Chapter 01
Chapter 1: Every Revolution Changed What Humans Are
There is something remarkable about being alive at a turning point. A new technology shows up, and at first we understand it by what it does. But the real story, the one that only becomes visible l…
Chapter 1: Every Revolution Changed What Humans Are
╔══════════════════════════════════════╗ ║ TIMELINE.DAT ║ ╠══════════════════════════════════════╣ ║ [■■■□□□□□] Writing 3200 BC ║ ║ [■■■■■□□□] Printing 1440 AD ║ ║ [■■■■■■■□] Internet 1991 AD ║ ║ [■■■■■■■■] AI NOW ║ ╚══════════════════════════════════════╝
There is something remarkable about being alive at a turning point. A new technology shows up, and at first we understand it by what it does. But the real story, the one that only becomes visible later, is what it makes us into.
That distinction matters more than it sounds like it does.

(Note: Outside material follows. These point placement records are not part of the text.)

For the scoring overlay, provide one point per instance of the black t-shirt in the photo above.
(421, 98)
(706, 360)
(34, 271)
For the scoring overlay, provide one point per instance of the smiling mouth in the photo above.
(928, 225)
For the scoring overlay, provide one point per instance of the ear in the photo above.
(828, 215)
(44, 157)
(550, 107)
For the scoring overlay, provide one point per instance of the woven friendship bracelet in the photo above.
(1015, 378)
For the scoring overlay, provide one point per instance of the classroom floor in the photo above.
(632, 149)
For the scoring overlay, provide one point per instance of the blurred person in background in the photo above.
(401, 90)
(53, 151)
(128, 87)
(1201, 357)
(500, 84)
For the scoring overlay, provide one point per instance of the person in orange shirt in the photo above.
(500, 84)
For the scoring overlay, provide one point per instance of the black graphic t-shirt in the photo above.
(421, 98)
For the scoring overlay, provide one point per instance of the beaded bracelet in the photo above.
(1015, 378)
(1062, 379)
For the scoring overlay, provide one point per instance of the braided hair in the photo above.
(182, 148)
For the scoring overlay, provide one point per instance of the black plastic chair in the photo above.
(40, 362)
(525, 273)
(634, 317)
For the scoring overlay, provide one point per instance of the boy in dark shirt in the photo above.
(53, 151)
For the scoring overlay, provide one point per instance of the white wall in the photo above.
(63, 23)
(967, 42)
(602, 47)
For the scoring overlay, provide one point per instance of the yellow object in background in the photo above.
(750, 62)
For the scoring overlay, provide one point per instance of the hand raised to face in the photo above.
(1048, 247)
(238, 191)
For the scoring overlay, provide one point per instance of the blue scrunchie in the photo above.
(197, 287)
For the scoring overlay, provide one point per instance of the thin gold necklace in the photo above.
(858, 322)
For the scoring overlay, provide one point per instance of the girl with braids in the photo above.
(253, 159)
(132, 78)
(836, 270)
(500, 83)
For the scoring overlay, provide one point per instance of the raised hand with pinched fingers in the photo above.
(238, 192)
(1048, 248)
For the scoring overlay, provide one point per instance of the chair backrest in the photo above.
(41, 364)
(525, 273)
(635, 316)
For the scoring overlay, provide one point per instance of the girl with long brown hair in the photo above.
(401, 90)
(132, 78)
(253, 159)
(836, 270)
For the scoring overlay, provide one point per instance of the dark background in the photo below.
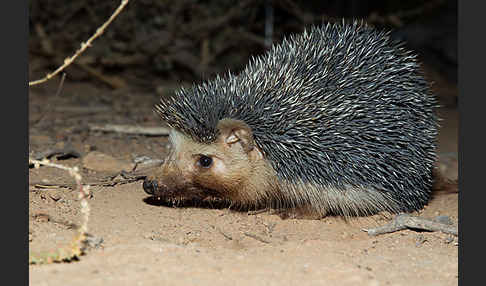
(159, 43)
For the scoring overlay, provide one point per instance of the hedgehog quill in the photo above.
(338, 120)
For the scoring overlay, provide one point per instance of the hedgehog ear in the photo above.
(234, 131)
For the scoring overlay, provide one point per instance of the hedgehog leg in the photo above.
(406, 221)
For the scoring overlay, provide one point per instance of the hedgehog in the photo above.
(338, 120)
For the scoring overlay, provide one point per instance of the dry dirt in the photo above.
(148, 244)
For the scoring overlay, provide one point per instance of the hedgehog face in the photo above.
(222, 169)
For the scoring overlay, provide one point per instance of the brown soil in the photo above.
(149, 244)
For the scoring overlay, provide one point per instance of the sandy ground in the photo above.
(151, 244)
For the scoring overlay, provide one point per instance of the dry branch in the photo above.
(84, 45)
(76, 247)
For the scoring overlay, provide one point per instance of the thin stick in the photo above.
(84, 45)
(75, 248)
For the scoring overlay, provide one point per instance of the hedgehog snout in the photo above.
(150, 186)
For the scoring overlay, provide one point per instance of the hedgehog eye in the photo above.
(205, 161)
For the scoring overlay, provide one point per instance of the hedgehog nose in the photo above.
(149, 186)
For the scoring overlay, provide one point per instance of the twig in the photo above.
(77, 245)
(256, 237)
(84, 45)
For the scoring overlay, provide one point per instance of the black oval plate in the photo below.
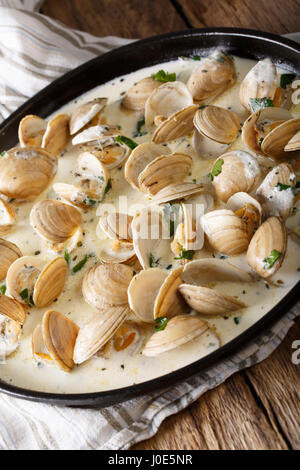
(240, 42)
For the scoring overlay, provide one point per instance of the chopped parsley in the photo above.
(271, 260)
(162, 76)
(121, 139)
(217, 168)
(286, 79)
(161, 323)
(259, 103)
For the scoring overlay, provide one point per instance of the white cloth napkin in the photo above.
(34, 50)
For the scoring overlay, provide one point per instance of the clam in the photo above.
(226, 232)
(31, 131)
(176, 126)
(98, 331)
(26, 172)
(7, 217)
(106, 285)
(136, 97)
(212, 77)
(86, 113)
(143, 290)
(277, 191)
(260, 82)
(30, 279)
(140, 158)
(167, 100)
(9, 252)
(55, 221)
(163, 171)
(59, 337)
(267, 248)
(217, 124)
(179, 331)
(235, 171)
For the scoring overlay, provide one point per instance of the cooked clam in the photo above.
(26, 172)
(235, 171)
(267, 248)
(85, 114)
(218, 124)
(167, 100)
(212, 77)
(179, 331)
(143, 290)
(9, 253)
(106, 285)
(55, 221)
(98, 331)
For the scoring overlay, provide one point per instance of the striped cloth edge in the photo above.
(34, 50)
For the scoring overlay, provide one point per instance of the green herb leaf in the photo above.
(259, 103)
(217, 168)
(162, 76)
(161, 323)
(121, 139)
(271, 260)
(80, 265)
(286, 79)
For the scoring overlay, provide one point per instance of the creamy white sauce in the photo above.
(123, 369)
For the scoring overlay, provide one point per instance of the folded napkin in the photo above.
(34, 50)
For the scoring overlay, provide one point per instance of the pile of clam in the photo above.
(247, 199)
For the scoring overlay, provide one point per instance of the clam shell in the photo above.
(9, 253)
(167, 100)
(226, 232)
(218, 76)
(140, 158)
(136, 97)
(143, 290)
(85, 113)
(98, 331)
(270, 236)
(163, 171)
(106, 285)
(177, 125)
(260, 82)
(26, 172)
(240, 173)
(59, 335)
(55, 221)
(218, 124)
(31, 131)
(57, 134)
(207, 301)
(179, 331)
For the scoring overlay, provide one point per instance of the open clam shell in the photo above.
(59, 335)
(212, 77)
(106, 285)
(143, 290)
(140, 158)
(98, 331)
(240, 172)
(85, 113)
(163, 171)
(26, 172)
(267, 248)
(218, 124)
(179, 331)
(55, 221)
(167, 100)
(176, 126)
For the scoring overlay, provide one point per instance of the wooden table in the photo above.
(257, 408)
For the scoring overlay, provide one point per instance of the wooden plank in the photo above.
(274, 16)
(134, 19)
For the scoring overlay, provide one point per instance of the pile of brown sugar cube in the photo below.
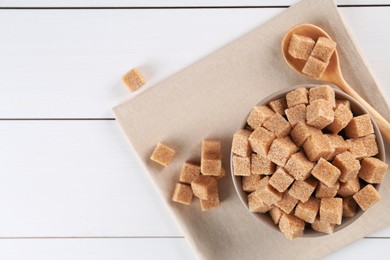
(315, 54)
(305, 158)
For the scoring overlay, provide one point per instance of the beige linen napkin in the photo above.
(210, 99)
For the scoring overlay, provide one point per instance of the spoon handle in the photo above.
(382, 123)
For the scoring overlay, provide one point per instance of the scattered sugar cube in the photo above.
(348, 166)
(189, 172)
(287, 203)
(162, 154)
(133, 80)
(342, 117)
(278, 106)
(322, 226)
(302, 131)
(300, 46)
(281, 180)
(308, 210)
(260, 140)
(367, 197)
(297, 96)
(319, 113)
(359, 126)
(258, 115)
(240, 144)
(314, 68)
(281, 150)
(373, 170)
(278, 125)
(323, 49)
(182, 194)
(261, 165)
(323, 191)
(331, 210)
(241, 166)
(349, 188)
(302, 190)
(299, 167)
(296, 114)
(349, 207)
(291, 226)
(325, 172)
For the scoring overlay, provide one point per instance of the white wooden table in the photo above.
(70, 186)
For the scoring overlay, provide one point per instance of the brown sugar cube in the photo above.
(162, 154)
(308, 210)
(275, 213)
(300, 46)
(189, 172)
(322, 92)
(348, 166)
(260, 140)
(318, 146)
(278, 106)
(349, 188)
(342, 116)
(258, 115)
(314, 68)
(182, 194)
(287, 203)
(302, 131)
(281, 150)
(302, 190)
(373, 170)
(240, 144)
(241, 166)
(323, 191)
(297, 96)
(204, 187)
(349, 207)
(250, 183)
(296, 114)
(322, 226)
(133, 80)
(261, 165)
(278, 125)
(299, 167)
(367, 197)
(280, 180)
(325, 172)
(331, 210)
(359, 126)
(324, 49)
(291, 226)
(319, 113)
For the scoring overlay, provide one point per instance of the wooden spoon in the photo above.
(333, 72)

When we talk about AI in terms of what it automates, what jobs it replaces, what tasks it performs, we are doing what people naturally do at every major turning point in history. We are looking at the tool before we can see the transformation.
So before we get into the thought experiments that make up the rest of this book, I want to walk through the pattern. Three technologies that did not just change the world but changed the species. Because if the pattern holds, it tells us something critical about what comes next.
Writing Made Us Think Differently
Try to imagine human thought before writing existed.
This is harder than it sounds. We are so thoroughly shaped by literacy that we cannot easily think outside of it. But for most of human history, every thought a person had existed only in their head and only for as long as they could hold it there. Knowledge was what you could remember. Reasoning was what you could do in real time, out loud, in conversation with other people who were physically standing near you.
That is not a limitation we think about much, but it is enormous. Without writing, you cannot build on an argument across weeks. You cannot compare two ideas side by side unless you can hold both in working memory simultaneously. You cannot create something like a legal code, where you lay out rules and then check new situations against those rules, because you cannot hold all of that in your head at once.
Writing did not just record thoughts that people were already having. It created entirely new kinds of thought. Abstract reasoning, formal logic, mathematics, legal codes, these are not things that humans always did and then wrote down. They are things that became possible because writing existed. You cannot do calculus in an oral culture. Not because people were less intelligent, but because calculus requires you to build on chains of reasoning that exceed what any human memory can hold.
This means writing did not just change what humans could do. It changed what humans were. A literate human is a fundamentally different cognitive creature than a pre-literate human. Not better in some moral sense. Different. Capable of thought processes that literally did not exist before.
Here is the part that matters for us: nobody saw it coming. The first scribes were keeping inventory. Tallying grain. Recording debts. If you had asked them whether scratching marks into clay tablets would eventually produce differential equations and constitutional law, they would not have even understood the question. They were solving a storage problem. They had no framework for imagining that they were building the foundation for entirely new modes of human cognition.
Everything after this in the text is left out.